さらに、同じグレードの豆でも流通過程での管理体制によって、リスクは大きく変わります。

スペシャルティコーヒーの流通においては、農園から消費者に届くまで、徹底した品質管理がおこなわれています。

カビ毒検査にはHPLCやELISAなどの高度な分析法が用いられ、微量の毒素でも検出が可能です。

生産地では、地面に直置きせず乾燥棚を使用して風の通りを確保し、保管は低温・低湿度の倉庫でおこなっています。

輸送は真空パックや窒素充填が採用され、酸化やカビの繁殖を防いでいます。

こうした舞台裏での努力によって、スペシャルティの品質は支えられています。

その一方で、コマーシャルグレードでは、ここまで徹底された管理は一般的ではありません。

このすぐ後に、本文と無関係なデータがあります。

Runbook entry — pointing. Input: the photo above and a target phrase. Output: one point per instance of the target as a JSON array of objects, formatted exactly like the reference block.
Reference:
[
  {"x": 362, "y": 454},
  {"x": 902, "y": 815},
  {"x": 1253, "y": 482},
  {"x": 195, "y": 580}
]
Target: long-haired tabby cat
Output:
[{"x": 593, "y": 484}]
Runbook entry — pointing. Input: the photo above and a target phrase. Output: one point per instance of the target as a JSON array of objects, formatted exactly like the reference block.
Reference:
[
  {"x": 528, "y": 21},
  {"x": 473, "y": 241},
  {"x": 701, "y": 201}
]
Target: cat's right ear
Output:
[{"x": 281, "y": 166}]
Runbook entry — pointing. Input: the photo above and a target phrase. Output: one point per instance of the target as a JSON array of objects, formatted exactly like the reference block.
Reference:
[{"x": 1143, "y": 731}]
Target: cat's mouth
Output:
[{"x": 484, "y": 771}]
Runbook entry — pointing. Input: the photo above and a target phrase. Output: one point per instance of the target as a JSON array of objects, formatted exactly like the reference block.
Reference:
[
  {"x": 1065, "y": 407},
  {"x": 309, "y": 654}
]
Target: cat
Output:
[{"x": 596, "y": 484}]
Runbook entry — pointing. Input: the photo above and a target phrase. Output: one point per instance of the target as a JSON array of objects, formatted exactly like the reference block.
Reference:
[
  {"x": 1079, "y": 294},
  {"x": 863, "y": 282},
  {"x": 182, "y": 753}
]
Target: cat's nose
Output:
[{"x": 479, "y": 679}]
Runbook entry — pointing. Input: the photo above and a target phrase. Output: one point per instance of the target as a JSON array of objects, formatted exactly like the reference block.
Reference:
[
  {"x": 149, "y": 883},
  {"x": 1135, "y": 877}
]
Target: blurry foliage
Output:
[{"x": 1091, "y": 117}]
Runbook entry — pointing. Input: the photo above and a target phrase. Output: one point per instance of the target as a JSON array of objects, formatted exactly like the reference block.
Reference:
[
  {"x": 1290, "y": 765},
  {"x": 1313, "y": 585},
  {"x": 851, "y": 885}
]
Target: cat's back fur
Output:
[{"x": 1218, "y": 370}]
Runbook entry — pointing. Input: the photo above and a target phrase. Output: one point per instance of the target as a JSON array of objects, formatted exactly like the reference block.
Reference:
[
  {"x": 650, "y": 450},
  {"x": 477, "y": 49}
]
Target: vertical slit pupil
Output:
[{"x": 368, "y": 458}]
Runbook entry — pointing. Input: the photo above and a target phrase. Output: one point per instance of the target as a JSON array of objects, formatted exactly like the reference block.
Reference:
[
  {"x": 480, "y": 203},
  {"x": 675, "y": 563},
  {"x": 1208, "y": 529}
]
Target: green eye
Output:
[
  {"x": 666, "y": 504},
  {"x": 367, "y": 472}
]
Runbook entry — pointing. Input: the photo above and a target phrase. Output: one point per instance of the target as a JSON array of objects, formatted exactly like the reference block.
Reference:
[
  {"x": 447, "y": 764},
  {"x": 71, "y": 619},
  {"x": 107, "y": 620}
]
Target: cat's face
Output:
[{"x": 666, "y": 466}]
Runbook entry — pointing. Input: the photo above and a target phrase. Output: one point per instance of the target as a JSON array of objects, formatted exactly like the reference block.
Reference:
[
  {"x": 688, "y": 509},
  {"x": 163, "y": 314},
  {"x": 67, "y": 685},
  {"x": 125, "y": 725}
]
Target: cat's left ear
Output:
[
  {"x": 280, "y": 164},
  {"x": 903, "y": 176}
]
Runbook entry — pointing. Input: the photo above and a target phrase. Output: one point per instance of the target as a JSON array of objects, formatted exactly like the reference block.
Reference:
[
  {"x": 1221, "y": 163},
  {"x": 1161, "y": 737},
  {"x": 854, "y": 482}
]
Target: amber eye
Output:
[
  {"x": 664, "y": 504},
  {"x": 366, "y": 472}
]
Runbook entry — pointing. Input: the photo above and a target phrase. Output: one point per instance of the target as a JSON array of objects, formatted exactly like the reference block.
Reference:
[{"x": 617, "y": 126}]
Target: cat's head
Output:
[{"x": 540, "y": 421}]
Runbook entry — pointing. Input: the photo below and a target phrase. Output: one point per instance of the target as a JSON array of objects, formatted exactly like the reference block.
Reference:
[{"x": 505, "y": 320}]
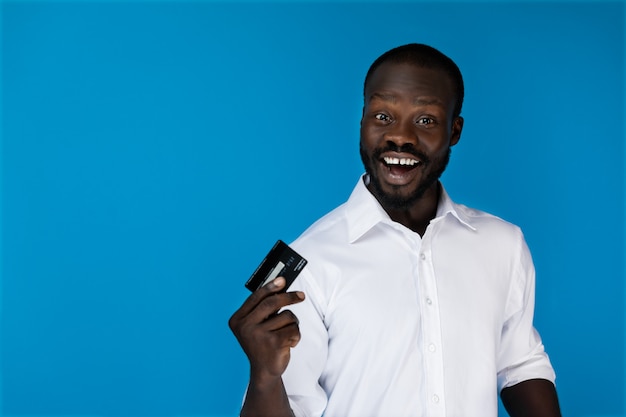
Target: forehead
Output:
[{"x": 404, "y": 79}]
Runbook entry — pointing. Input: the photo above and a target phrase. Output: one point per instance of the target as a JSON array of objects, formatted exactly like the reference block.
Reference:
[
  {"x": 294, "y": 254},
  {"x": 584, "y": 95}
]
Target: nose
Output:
[{"x": 401, "y": 132}]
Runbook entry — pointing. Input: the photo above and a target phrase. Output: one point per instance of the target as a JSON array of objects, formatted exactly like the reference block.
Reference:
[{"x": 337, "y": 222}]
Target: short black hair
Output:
[{"x": 423, "y": 56}]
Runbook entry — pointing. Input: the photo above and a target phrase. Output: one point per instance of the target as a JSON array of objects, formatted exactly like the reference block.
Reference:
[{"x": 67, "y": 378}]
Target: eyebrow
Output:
[{"x": 420, "y": 101}]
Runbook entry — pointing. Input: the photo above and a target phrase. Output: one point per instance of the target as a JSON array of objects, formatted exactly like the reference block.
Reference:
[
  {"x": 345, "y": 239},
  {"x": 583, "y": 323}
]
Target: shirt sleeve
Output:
[
  {"x": 522, "y": 355},
  {"x": 308, "y": 358}
]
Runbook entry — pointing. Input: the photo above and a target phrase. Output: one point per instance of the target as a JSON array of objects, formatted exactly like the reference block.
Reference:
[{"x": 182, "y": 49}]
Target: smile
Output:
[{"x": 401, "y": 161}]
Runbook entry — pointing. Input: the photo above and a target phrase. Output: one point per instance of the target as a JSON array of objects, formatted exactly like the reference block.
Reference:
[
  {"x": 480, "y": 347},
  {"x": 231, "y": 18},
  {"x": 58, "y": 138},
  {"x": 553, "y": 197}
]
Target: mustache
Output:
[{"x": 405, "y": 148}]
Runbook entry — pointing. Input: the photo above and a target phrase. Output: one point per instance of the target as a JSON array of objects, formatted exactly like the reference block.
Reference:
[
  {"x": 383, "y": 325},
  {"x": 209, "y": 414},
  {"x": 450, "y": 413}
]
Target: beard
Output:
[{"x": 398, "y": 201}]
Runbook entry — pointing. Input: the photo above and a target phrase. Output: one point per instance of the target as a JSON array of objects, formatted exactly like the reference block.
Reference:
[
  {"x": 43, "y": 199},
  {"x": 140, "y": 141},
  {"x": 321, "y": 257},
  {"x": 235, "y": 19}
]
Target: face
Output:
[{"x": 407, "y": 130}]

乾燥は広いアスファルト上に直置きされることも多く、保管や輸送の環境も最低限の基準を満たす程度にとどまっています。

そして、その差が風味の安定性だけでなく、カビ毒リスクにも大きく影響しています。

消費者ができる最も実践的な対策は、良質な豆を選ぶことです。

スペシャリティーコーヒーを選ぶのが理想ですが、他にも注目すべきポイントがあります。

まずは「トレーサビリティ」です。

シングルオリジンやマイクロロットは、生産地や農園が明確で管理の透明性が高いのが特徴です。

そして、二つ目は「新鮮さ」です。

焙煎日が明記されている豆を選ぶことで、酸化やカビリスクを減らすことができるでしょう。

また、一部のブランドでのみですが「カビ毒検査済み」と明示しており、安心材料のひとつになります。

まとめとして、日常で活かせるポイントを挙げておきます。

1:安い大袋には注意

カビ毒リスクが高くなります。

2:適切な保存

湿度と光を避けて、15度以下の温度で密閉して保存する。

3:ホールビーンズ購入

酸化防止の観点から、必要な分だけ挽けるようにする。

カビ毒を避ける事は腎臓や肝臓を守るだけではなく、体調の安定や健全な代謝にもつながるため、日々の健康習慣として、どのコーヒーを選ぶかはとても重要です。

小さな工夫と積み重ねが、美味しくて安全な1杯と健康をもたらしてくれることでしょう。

最後まで読んで頂きありがとうございます。